Why did a mother have to die? Looking for an answer to Tongan community’s rising level of gang violence in New Zealand

Commentary by Kaniva news.

Tongans in New Zealand have more opportunities than before.

There are Tongans in the New Zealand cabinet, Tongans are graduating with doctorates in everything from philosophy to chemistry and more and more are entering the professions.

Tongans are becoming more prosperous and have many examples among their community they can look to for stories of success.

So why was a Tongan mother shot dead in Favona last week?

Police suspect she was killed  by gang members who went to her house looking for her son.

This is the latest in a number of cases where Tonga’s in New Zealand have been involved in drug related crime.  Some of these cases had been the largest ever  in New Zealand criminal history.

The behaviour of these criminals does not reflect the behavior or the beliefs of most Tongans.

So what has happened?

According to The Economist, New Zealand has one of the world’s biggest gang membership rates. Last year New Zealand police said the problem had been made worse  by the deportation of Australian gang members to New Zealand. With more gang members there have been more threats inter-gang violence, use of firearms and corrupting of officials.

More young people have become involved with drugs and as they get older or more ambitious  may seek to join one of the hardcore criminal units. Police describe some juvenile gang members as ‘wannabes’ who like to dress the part and commit petty crimes, but who are disorganised.

There have been concerns about Tongan criminal gangs such as the so-called Tongan Crip Gang since the 90s when Police in Utah identified several Islander based gangs, including the Tongan Crip Gangsters and the Tongan Style Gangsters.

The problems of disaffected, poor and badly educated young people becoming gang members is reflected on this side of the Pacific.

In 2018 The Guardian reported that Auckland was “struggling to provide adequate housing, transport and social services for its booming – and very youthful – Pacific population.

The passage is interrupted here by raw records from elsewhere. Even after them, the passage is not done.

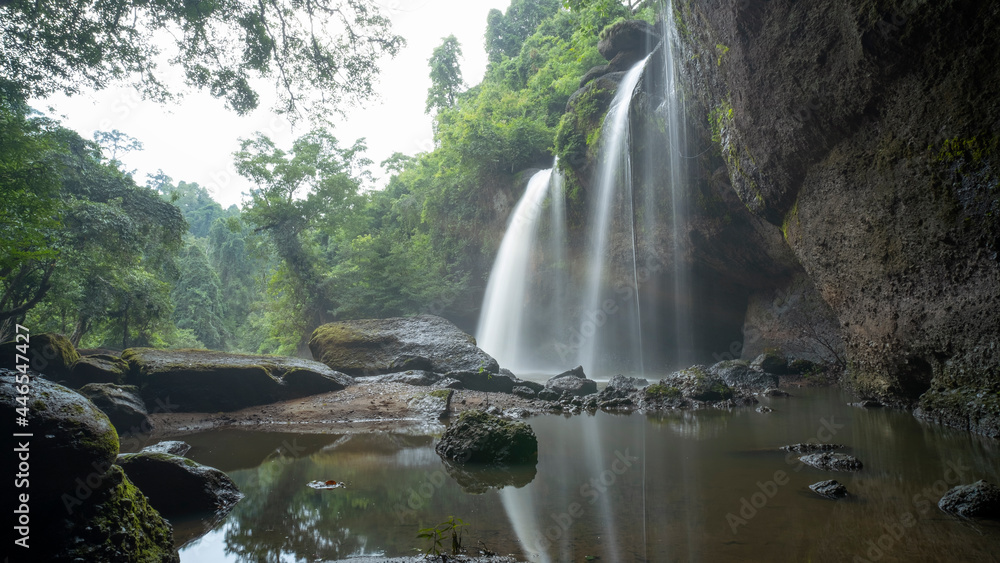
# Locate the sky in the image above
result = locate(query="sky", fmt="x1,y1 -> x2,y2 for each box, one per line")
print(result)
33,0 -> 510,207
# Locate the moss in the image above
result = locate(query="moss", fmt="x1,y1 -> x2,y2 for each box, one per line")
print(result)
646,383 -> 681,400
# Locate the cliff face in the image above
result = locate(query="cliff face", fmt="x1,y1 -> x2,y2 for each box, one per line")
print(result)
674,0 -> 1000,435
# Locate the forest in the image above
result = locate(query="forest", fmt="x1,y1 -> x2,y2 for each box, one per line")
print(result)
0,0 -> 654,354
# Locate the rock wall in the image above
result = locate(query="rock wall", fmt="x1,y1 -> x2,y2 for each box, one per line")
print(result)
674,0 -> 1000,435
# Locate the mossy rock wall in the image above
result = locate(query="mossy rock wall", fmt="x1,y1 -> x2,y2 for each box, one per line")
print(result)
675,0 -> 1000,435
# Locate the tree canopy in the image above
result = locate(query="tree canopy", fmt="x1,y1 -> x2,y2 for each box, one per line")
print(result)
0,0 -> 404,117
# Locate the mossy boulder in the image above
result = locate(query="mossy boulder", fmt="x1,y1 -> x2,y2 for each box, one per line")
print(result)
0,376 -> 118,506
0,376 -> 179,562
309,315 -> 500,376
545,366 -> 597,397
434,410 -> 538,465
0,332 -> 80,381
69,354 -> 129,386
122,348 -> 353,412
80,383 -> 153,437
118,452 -> 243,518
660,365 -> 735,401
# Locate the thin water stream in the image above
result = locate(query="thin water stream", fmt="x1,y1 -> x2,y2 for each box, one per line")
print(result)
166,389 -> 1000,563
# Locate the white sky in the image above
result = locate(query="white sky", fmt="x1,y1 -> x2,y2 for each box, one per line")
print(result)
33,0 -> 510,207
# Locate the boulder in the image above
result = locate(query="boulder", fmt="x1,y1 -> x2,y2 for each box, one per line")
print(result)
809,479 -> 847,500
597,374 -> 649,401
708,360 -> 778,392
0,376 -> 118,506
938,479 -> 1000,518
122,348 -> 353,412
597,20 -> 660,61
0,370 -> 179,562
373,370 -> 443,387
309,315 -> 500,376
118,452 -> 243,518
140,440 -> 191,455
799,452 -> 864,471
407,389 -> 455,421
434,410 -> 538,465
545,366 -> 597,397
80,383 -> 153,437
0,332 -> 80,381
70,354 -> 129,386
660,365 -> 733,401
781,442 -> 847,454
750,350 -> 788,375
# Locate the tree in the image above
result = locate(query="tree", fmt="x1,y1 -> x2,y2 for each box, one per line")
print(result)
485,0 -> 562,63
424,35 -> 465,113
235,129 -> 370,329
0,0 -> 404,119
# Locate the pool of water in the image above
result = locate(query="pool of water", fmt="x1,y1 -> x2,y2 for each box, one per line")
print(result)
166,389 -> 1000,563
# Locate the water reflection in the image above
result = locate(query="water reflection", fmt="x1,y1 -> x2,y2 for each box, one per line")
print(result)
175,390 -> 1000,563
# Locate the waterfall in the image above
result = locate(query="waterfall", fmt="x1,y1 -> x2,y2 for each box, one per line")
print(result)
574,56 -> 649,376
476,169 -> 566,373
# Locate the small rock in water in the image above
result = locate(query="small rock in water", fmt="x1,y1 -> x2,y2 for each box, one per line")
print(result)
847,399 -> 883,409
799,452 -> 864,471
140,440 -> 191,456
809,479 -> 847,500
781,442 -> 847,454
938,479 -> 1000,518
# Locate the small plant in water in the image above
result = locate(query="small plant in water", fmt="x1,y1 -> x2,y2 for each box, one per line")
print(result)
417,516 -> 465,561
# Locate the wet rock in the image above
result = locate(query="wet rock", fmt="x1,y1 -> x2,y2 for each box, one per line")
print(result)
597,20 -> 660,62
434,410 -> 538,465
389,354 -> 434,371
848,399 -> 883,409
309,315 -> 500,376
538,389 -> 562,401
0,376 -> 179,562
664,365 -> 734,401
545,366 -> 597,397
435,377 -> 465,389
511,385 -> 537,399
597,374 -> 649,402
122,348 -> 354,412
809,479 -> 848,500
447,370 -> 515,393
0,376 -> 118,506
373,370 -> 443,387
80,383 -> 153,437
140,440 -> 191,456
408,389 -> 455,420
69,354 -> 129,386
0,332 -> 80,383
708,360 -> 778,392
118,452 -> 243,518
938,480 -> 1000,518
799,452 -> 864,471
781,442 -> 847,454
750,351 -> 788,375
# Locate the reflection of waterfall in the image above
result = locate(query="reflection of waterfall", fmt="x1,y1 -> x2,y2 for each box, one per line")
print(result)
476,163 -> 566,373
577,56 -> 649,374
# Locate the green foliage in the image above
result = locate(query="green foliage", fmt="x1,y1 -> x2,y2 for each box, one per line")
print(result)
0,0 -> 405,119
417,516 -> 465,557
424,35 -> 465,113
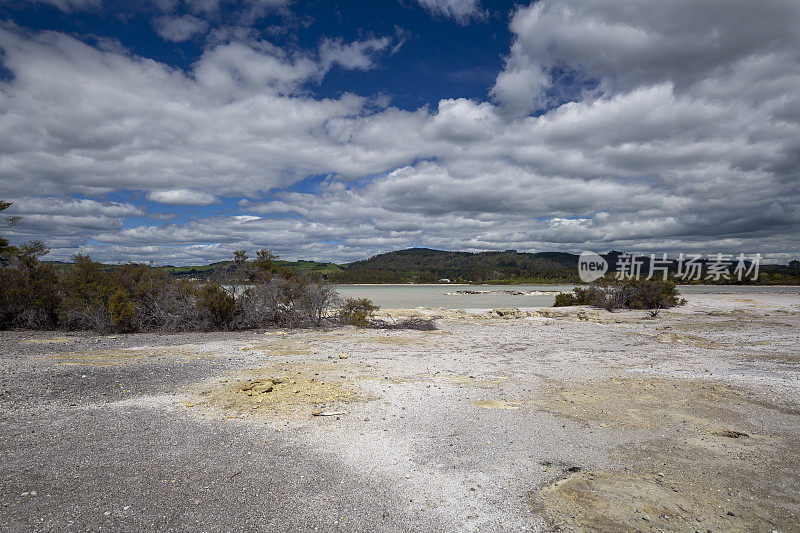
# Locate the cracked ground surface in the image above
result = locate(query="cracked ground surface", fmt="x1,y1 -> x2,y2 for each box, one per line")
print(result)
0,294 -> 800,531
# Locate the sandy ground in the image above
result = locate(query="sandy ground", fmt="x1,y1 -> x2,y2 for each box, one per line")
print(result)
0,294 -> 800,532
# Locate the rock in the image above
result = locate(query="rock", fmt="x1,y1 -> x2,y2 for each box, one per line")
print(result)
713,429 -> 750,439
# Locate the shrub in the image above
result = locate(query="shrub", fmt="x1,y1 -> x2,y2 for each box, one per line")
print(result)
108,289 -> 135,331
339,298 -> 380,328
0,246 -> 342,332
197,283 -> 236,329
0,241 -> 60,329
554,278 -> 686,311
553,292 -> 581,307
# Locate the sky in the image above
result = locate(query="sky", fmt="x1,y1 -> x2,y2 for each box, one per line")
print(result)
0,0 -> 800,265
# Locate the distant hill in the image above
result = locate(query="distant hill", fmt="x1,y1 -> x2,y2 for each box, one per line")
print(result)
45,248 -> 800,285
164,259 -> 343,278
330,248 -> 578,283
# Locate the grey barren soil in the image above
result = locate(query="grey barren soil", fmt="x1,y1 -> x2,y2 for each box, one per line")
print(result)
0,294 -> 800,531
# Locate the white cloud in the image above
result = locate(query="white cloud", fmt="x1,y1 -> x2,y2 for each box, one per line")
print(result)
147,189 -> 219,205
417,0 -> 483,24
492,0 -> 800,112
153,15 -> 208,43
23,0 -> 97,13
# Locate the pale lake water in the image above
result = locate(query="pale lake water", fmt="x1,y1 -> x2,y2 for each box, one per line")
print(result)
336,284 -> 800,309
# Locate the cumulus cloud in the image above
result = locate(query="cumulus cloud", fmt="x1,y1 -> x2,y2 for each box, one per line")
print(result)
153,15 -> 208,43
0,0 -> 800,264
492,0 -> 800,112
24,0 -> 101,13
6,196 -> 145,249
147,189 -> 219,205
319,37 -> 392,70
417,0 -> 483,24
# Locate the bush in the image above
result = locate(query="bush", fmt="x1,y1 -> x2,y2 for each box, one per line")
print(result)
339,298 -> 380,328
108,289 -> 135,331
0,241 -> 60,329
553,292 -> 581,307
553,278 -> 686,311
0,242 -> 344,333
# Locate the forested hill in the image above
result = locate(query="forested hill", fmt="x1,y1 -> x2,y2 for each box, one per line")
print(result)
326,248 -> 800,285
329,248 -> 578,283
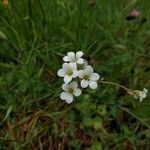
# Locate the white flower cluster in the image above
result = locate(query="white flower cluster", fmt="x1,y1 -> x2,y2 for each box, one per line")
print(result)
134,88 -> 148,102
57,51 -> 100,104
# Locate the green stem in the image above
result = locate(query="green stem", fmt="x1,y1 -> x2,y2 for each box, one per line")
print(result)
100,80 -> 130,92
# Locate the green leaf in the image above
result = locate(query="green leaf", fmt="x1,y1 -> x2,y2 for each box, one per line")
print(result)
2,106 -> 12,123
90,142 -> 102,150
0,31 -> 7,40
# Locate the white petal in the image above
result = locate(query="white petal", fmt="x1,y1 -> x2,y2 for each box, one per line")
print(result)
60,92 -> 68,100
64,76 -> 72,83
69,63 -> 77,69
84,65 -> 93,75
67,52 -> 75,59
77,58 -> 84,64
89,81 -> 97,89
63,56 -> 70,61
90,73 -> 100,81
57,69 -> 65,77
81,80 -> 89,88
62,83 -> 69,91
70,81 -> 78,89
66,94 -> 73,104
72,70 -> 79,78
76,51 -> 83,59
78,70 -> 84,79
73,88 -> 82,96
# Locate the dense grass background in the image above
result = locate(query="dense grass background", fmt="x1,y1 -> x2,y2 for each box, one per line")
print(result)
0,0 -> 150,150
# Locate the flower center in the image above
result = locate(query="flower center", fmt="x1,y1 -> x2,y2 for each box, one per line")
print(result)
67,70 -> 73,76
68,88 -> 74,94
83,75 -> 90,80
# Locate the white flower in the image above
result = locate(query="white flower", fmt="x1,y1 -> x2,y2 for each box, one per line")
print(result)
60,81 -> 82,104
57,63 -> 78,83
63,51 -> 84,64
79,66 -> 100,89
139,88 -> 148,102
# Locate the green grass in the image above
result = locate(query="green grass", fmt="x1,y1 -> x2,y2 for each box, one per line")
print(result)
0,0 -> 150,150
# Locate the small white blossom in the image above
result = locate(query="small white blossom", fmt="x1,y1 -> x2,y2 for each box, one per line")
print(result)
60,81 -> 82,104
139,88 -> 148,102
79,66 -> 100,89
63,51 -> 84,64
57,63 -> 78,83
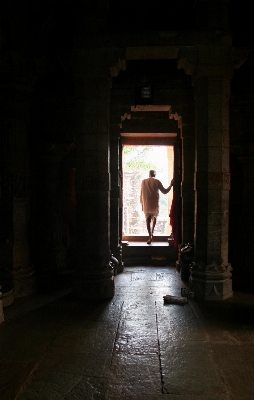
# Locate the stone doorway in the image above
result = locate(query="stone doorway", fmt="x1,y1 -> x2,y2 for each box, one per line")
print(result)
122,144 -> 174,241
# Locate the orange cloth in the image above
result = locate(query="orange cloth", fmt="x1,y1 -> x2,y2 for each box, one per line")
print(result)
140,178 -> 171,216
169,190 -> 179,248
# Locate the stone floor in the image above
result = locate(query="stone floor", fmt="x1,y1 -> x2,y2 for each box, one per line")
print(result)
0,266 -> 254,400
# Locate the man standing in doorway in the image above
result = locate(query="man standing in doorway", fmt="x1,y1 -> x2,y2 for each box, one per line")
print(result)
140,169 -> 174,244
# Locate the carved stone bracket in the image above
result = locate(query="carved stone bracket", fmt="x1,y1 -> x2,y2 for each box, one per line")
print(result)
189,263 -> 233,300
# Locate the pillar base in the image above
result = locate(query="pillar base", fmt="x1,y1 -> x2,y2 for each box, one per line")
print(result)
73,271 -> 115,301
189,264 -> 233,300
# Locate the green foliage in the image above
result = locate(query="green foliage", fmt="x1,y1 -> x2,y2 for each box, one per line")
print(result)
123,146 -> 155,171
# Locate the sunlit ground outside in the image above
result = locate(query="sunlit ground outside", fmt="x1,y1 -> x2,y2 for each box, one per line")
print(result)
123,146 -> 173,236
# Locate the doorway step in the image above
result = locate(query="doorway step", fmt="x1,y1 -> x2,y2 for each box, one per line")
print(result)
122,241 -> 177,266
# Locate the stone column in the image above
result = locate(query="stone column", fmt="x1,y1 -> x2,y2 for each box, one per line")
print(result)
73,48 -> 114,300
190,76 -> 233,300
0,74 -> 35,297
190,46 -> 233,300
110,121 -> 124,272
181,45 -> 239,300
177,124 -> 195,281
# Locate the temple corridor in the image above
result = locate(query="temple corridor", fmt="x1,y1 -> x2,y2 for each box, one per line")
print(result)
0,266 -> 254,400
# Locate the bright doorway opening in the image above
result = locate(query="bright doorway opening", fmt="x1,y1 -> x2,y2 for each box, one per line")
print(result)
122,145 -> 174,240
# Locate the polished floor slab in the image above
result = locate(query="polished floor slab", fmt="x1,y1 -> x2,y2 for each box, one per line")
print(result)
0,266 -> 254,400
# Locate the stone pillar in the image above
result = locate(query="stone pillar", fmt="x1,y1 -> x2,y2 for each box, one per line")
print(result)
0,75 -> 35,297
181,125 -> 195,244
177,124 -> 195,281
73,48 -> 114,300
179,44 -> 239,300
190,76 -> 233,300
190,47 -> 233,300
110,121 -> 124,272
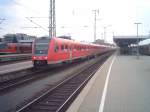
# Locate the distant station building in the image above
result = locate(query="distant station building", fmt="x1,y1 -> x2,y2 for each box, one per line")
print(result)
113,36 -> 150,55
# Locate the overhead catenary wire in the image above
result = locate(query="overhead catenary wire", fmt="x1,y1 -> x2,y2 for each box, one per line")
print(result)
26,17 -> 48,32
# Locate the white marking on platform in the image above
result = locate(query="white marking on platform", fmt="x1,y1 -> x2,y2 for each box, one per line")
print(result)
99,56 -> 116,112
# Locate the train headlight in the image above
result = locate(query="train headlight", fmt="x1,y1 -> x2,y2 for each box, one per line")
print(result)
44,56 -> 47,60
33,56 -> 36,59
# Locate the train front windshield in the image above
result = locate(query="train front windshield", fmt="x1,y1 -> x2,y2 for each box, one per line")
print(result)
34,39 -> 50,55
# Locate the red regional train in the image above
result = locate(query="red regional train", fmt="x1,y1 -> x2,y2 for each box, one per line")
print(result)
32,37 -> 112,67
0,33 -> 35,54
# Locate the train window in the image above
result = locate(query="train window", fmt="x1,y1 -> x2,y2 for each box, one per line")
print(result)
61,45 -> 64,51
54,44 -> 59,52
65,45 -> 68,50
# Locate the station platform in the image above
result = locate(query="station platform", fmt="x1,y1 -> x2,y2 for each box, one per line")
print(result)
0,61 -> 33,75
67,54 -> 150,112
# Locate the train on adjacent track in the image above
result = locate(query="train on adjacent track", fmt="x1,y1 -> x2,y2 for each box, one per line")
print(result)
0,33 -> 35,54
32,37 -> 115,67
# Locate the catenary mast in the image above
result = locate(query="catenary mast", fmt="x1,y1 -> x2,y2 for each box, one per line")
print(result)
49,0 -> 56,38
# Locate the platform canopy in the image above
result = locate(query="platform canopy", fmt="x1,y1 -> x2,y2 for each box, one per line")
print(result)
113,36 -> 149,47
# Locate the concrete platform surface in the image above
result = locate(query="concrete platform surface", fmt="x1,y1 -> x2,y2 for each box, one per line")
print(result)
67,55 -> 150,112
0,61 -> 33,75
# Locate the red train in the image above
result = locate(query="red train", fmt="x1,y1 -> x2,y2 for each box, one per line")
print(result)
32,37 -> 112,67
0,33 -> 35,54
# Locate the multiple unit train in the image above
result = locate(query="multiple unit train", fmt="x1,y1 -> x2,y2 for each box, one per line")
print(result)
32,37 -> 114,67
0,34 -> 35,54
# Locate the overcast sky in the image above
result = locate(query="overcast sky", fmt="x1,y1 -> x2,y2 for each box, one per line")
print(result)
0,0 -> 150,42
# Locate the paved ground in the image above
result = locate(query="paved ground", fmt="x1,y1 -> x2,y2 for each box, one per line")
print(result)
0,61 -> 33,75
67,56 -> 150,112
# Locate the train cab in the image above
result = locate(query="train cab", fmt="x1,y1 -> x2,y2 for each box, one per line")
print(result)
32,37 -> 50,66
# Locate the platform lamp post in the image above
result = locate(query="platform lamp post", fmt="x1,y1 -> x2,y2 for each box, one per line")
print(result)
134,23 -> 142,59
92,9 -> 99,42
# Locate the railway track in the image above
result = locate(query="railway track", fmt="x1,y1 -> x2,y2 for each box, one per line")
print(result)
0,68 -> 51,92
17,54 -> 110,112
0,56 -> 96,93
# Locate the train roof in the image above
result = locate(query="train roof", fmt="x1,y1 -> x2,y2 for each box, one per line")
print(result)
139,39 -> 150,46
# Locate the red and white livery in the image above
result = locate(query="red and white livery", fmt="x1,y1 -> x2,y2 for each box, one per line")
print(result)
32,37 -> 112,66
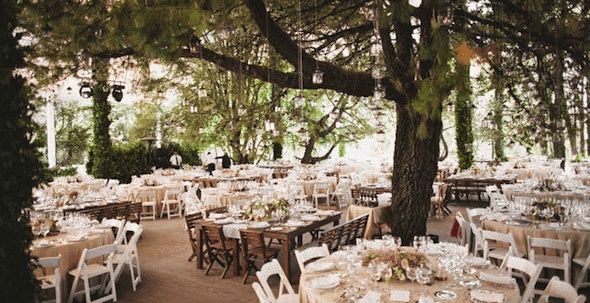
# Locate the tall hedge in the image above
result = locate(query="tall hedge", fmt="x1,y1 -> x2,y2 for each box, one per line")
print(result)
90,60 -> 113,179
0,0 -> 43,302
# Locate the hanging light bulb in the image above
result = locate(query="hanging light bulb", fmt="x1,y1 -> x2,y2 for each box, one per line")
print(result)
78,82 -> 92,99
408,0 -> 422,8
311,68 -> 324,84
373,83 -> 385,102
293,92 -> 305,107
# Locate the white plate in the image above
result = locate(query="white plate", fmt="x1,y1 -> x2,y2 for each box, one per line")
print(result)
467,289 -> 506,303
309,274 -> 340,289
248,222 -> 270,228
305,262 -> 334,272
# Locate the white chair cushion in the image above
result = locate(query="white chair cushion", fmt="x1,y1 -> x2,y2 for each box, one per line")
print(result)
69,263 -> 109,277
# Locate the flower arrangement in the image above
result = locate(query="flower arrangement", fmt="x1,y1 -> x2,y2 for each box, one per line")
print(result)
533,178 -> 566,192
362,249 -> 434,281
244,198 -> 289,221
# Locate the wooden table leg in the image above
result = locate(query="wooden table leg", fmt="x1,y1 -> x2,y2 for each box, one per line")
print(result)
283,239 -> 293,282
232,239 -> 240,277
195,227 -> 204,269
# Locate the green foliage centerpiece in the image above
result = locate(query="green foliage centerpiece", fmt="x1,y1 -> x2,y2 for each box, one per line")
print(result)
244,198 -> 289,221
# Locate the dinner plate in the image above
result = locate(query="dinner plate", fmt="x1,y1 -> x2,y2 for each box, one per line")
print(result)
309,274 -> 340,289
467,289 -> 506,303
305,262 -> 334,272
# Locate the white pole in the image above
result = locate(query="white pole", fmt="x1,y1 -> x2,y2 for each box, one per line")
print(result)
45,99 -> 57,168
156,108 -> 162,148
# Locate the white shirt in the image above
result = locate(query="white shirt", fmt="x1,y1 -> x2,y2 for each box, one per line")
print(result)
170,155 -> 182,166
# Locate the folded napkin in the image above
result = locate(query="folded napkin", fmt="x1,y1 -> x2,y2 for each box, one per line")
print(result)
479,272 -> 515,285
359,290 -> 381,303
389,290 -> 410,302
469,289 -> 504,303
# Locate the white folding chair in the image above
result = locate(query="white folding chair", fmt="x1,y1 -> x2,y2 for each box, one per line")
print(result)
469,223 -> 485,257
101,218 -> 125,239
527,236 -> 572,283
135,190 -> 157,220
501,255 -> 541,303
573,254 -> 590,289
36,255 -> 62,303
106,222 -> 143,293
538,277 -> 586,303
68,244 -> 117,303
252,282 -> 270,303
256,259 -> 299,303
481,230 -> 522,261
455,212 -> 471,246
465,208 -> 488,226
160,188 -> 182,219
311,182 -> 331,208
295,244 -> 330,273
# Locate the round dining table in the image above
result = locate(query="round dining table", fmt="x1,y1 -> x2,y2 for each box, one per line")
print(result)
299,253 -> 520,303
31,229 -> 115,298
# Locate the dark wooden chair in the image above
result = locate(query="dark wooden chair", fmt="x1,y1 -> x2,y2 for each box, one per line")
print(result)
184,212 -> 203,262
320,226 -> 343,253
240,230 -> 280,284
125,203 -> 142,224
202,225 -> 237,279
205,206 -> 227,218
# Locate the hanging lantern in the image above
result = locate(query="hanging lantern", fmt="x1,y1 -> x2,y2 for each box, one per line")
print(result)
408,0 -> 422,8
78,82 -> 92,99
111,84 -> 125,102
369,42 -> 383,57
371,64 -> 385,80
375,128 -> 386,143
293,92 -> 305,107
311,68 -> 324,84
373,83 -> 385,102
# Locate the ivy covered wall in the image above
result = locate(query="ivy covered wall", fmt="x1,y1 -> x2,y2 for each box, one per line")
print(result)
0,0 -> 43,302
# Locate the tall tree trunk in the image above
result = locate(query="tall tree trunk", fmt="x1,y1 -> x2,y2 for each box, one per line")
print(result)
555,52 -> 578,156
390,105 -> 442,245
492,75 -> 506,162
91,59 -> 113,179
0,1 -> 44,302
455,60 -> 473,169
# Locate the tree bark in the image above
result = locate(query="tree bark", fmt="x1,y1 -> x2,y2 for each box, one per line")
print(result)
390,104 -> 442,245
455,60 -> 473,169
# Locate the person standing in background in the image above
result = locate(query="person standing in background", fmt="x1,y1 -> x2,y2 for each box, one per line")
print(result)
203,152 -> 215,176
170,151 -> 182,169
215,153 -> 231,168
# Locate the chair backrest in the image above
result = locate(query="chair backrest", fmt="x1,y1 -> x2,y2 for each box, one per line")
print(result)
240,229 -> 267,259
539,276 -> 586,303
164,188 -> 182,201
252,282 -> 270,303
202,224 -> 227,250
501,255 -> 542,303
101,218 -> 125,239
527,236 -> 572,266
295,244 -> 330,273
115,221 -> 143,245
481,230 -> 521,257
256,259 -> 295,302
466,208 -> 487,223
135,190 -> 156,202
455,212 -> 471,245
184,212 -> 203,234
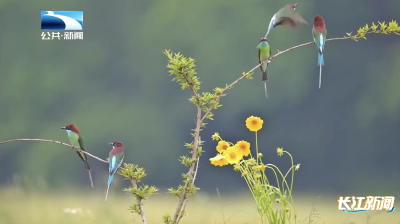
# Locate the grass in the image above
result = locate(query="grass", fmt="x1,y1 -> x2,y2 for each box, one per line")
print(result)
0,188 -> 400,224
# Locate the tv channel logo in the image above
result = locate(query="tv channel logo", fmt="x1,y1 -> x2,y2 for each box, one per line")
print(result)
41,11 -> 83,30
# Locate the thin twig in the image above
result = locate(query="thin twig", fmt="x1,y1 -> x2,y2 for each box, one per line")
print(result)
201,32 -> 360,121
0,138 -> 108,163
131,179 -> 147,224
173,81 -> 203,223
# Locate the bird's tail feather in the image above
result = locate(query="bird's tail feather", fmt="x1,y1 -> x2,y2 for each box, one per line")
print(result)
318,52 -> 324,65
319,65 -> 322,89
264,80 -> 268,99
106,173 -> 115,201
87,170 -> 94,188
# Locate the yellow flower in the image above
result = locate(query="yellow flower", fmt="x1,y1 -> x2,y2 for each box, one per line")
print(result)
223,147 -> 243,164
246,116 -> 264,132
211,132 -> 220,141
235,140 -> 250,156
217,141 -> 229,153
276,148 -> 283,156
210,154 -> 228,166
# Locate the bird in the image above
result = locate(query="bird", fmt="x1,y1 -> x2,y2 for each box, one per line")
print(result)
265,3 -> 308,37
106,142 -> 124,201
61,124 -> 94,188
257,37 -> 271,99
312,15 -> 328,88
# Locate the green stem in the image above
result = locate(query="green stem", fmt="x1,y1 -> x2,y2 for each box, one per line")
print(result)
256,132 -> 258,165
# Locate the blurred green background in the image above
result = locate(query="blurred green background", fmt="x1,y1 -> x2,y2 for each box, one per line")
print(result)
0,0 -> 400,224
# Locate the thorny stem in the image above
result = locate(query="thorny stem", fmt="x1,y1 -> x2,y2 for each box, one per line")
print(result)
173,70 -> 203,223
131,179 -> 147,224
0,138 -> 108,163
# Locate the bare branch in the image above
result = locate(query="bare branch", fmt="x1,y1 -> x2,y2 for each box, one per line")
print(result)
0,138 -> 108,163
201,32 -> 360,122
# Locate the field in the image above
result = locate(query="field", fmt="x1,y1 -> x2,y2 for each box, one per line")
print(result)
0,188 -> 400,224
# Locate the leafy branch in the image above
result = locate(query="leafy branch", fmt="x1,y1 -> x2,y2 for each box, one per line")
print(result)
0,138 -> 108,163
163,20 -> 400,224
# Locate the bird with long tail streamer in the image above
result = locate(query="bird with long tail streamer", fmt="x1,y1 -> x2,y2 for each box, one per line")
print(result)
257,37 -> 271,99
106,142 -> 124,201
265,3 -> 308,38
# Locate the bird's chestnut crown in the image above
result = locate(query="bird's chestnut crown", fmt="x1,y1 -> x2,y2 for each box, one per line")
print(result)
61,124 -> 81,134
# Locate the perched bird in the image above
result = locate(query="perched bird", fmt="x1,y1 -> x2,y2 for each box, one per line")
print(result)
312,15 -> 327,88
106,142 -> 124,201
265,3 -> 308,37
257,37 -> 271,99
61,124 -> 94,188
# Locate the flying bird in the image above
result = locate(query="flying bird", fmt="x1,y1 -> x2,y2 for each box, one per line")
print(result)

The median age of Islanders in Auckland is just 22.6 years, and they are disproportionately represented in low socioeconomic indicators. Overcrowding has become an entrenched issue as Auckland has become one of the most expensive cities in the world to live.”

These slow burning problems lie at the back of many criminal activities.

New Zealand police believe young people may be drawn to a life of crime by poverty and from living in depressed or disorganised communities which lack a sense of pride.

In such communities the parents’ engagement with their children can be limited by their long work hours and financial pressures. Parental unemployment might also be a factor. Gangs can provide a source of financial and material gain.

Young people of Island descent may be badly affected by the loss of village support by first- and second-generation immigrants.

Where children do poorly at school, or are excluded from school because of their behaviour, they may also start on the path towards serious adult gang membership. Statistics show that young men of Islander descent are over-represented in jails and the courts.

The temptation of the enormous sums of money that can be made from drug dealing are too much for many to resist.

But for many gang members, there is often also the attraction that gang membership offers a surrogate family, a structure and respect that they feel they do not have at home.

There is no easy answer to these issues and there never has been. Punishment alone will not change things. Experience has often shown that sometimes the only solution is for parents, schools, communities, police, churches and social services to work together to reach out to gang members, particularly when they are young and before they become enmeshed in drugs and hard crime and to keep holding that hand out.

There also need to be major changes in the way students are educated, in what work is available, what apprenticeships and skills are provided. This is something for the government. There may also need to be major changes in the way some parents raise their children and in the demands placed on families by pastors and ministers who sometimes forget they have grown up in New Zealand and not Tonga.

No mother should die and no young Tongan should be deluded into thinking that a life of crime will bring them respect.

It is time for the Tongan community to come together and  prove to potential gang members that they can achieve respect through education, work and the support of caring families and a stable community.